Les deux leaders du Tour de France n’ont pas fermé l’œil de la nuit. La faute à un contrôle antidopage passé en pleine heure, entre 2h et 5h du matin.

Tadej Pogacar et Jonas Vingegaard étaient pourtant dans leur chambre d’hôtel, prêts à récupérer après deux semaines d’efforts intenses. Mais samedi soir, c’est une visite inattendue qui les a tirés du lit. Des contrôleurs antidopage se sont présentés en pleine nuit pour prélever des échantillons. Le Danois a été réveillé vers 2h du matin, le Slovène aux alentours de 5h. Résultat, des nuits hachées pour les deux premiers du classement général, alors que la 15e étape les attendait quelques heures plus tard. Une pratique légale en France depuis 2016, mais qui a provoqué une vive colère au sein de leurs équipes.

Selon des proches des coureurs, Pogacar a eu du mal à retrouver le sommeil après le passage des contrôleurs. Pourtant, il disposait d’un surmatelas haut de gamme, équipé d’un système de refroidissement et même d’une fonction anti-ronflement. En vain. Le maillot jaune a confié n’avoir dormi que quatre heures au total. « Ce n’était pas agréable d’être réveillé en plein milieu d’un beau rêve », a-t-il glissé avant le départ. Pour tenter de se remettre d’aplomb, il a écouté de vieux morceaux d’Eminem et enchaîné les cafés. Une solution de fortune qui n’a pas vraiment rassuré ses soutiens.

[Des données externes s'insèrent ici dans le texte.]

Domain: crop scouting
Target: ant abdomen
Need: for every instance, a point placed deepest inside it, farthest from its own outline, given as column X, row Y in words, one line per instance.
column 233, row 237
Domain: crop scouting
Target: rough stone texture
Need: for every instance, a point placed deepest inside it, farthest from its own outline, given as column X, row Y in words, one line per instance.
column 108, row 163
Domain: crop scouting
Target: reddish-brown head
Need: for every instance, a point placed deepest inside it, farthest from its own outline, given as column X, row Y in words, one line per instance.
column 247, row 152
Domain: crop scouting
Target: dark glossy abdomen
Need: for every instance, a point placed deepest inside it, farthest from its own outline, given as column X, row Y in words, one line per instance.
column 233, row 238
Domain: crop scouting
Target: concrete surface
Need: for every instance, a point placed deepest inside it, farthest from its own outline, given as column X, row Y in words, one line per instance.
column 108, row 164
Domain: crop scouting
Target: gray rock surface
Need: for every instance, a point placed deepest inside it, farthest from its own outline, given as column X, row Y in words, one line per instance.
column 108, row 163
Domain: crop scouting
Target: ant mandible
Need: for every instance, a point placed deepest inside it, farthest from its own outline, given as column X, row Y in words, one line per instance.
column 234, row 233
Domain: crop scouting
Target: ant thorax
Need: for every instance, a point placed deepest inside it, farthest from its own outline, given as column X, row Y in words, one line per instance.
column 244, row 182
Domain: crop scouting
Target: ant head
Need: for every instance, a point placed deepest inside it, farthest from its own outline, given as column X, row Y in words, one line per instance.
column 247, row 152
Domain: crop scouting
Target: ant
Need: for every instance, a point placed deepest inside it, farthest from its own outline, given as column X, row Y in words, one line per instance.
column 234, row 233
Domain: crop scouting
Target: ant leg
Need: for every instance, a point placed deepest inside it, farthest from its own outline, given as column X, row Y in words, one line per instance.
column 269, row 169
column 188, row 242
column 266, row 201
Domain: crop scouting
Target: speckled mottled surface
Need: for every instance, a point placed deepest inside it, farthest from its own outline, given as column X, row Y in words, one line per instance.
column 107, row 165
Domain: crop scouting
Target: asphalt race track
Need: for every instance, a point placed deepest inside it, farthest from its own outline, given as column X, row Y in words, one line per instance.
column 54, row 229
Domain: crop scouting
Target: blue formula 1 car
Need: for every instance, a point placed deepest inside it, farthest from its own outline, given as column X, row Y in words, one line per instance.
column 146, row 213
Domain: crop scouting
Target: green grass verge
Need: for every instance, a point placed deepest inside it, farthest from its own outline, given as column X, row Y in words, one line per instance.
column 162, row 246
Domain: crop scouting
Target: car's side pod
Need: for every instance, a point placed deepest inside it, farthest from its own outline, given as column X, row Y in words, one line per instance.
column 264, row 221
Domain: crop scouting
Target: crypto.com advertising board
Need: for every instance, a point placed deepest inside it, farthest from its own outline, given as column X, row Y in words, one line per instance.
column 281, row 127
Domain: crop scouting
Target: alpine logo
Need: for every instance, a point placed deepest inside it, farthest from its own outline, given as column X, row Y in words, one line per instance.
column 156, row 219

Les horaires choisis interrogent aussi les représentants des cyclistes. Pascal Chanteur, figure reconnue du syndicat des coureurs, s’est dit furieux. Selon lui, la récupération est capitale sur un Tour aussi éprouvant. « À quoi bon mettre autant d’argent dans la lutte antidopage si c’est pour perturber le sommeil des athlètes la veille d’une étape de montagne ? », a-t-il lancé. Le règlement précise pourtant qu’un contrôle nocturne entre 23h et 5h n’est possible qu’en cas de soupçons graves et concordants. Une clause qui repose désormais une question gênante : les deux favoris sont-ils sous surveillance renforcée ? Les coureurs n’avaient pas le choix : refuser aurait pu entraîner une suspension, comme l’a appris à ses dépens une ancienne championne de tennis, lourdement sanctionnée pour un refus tardif.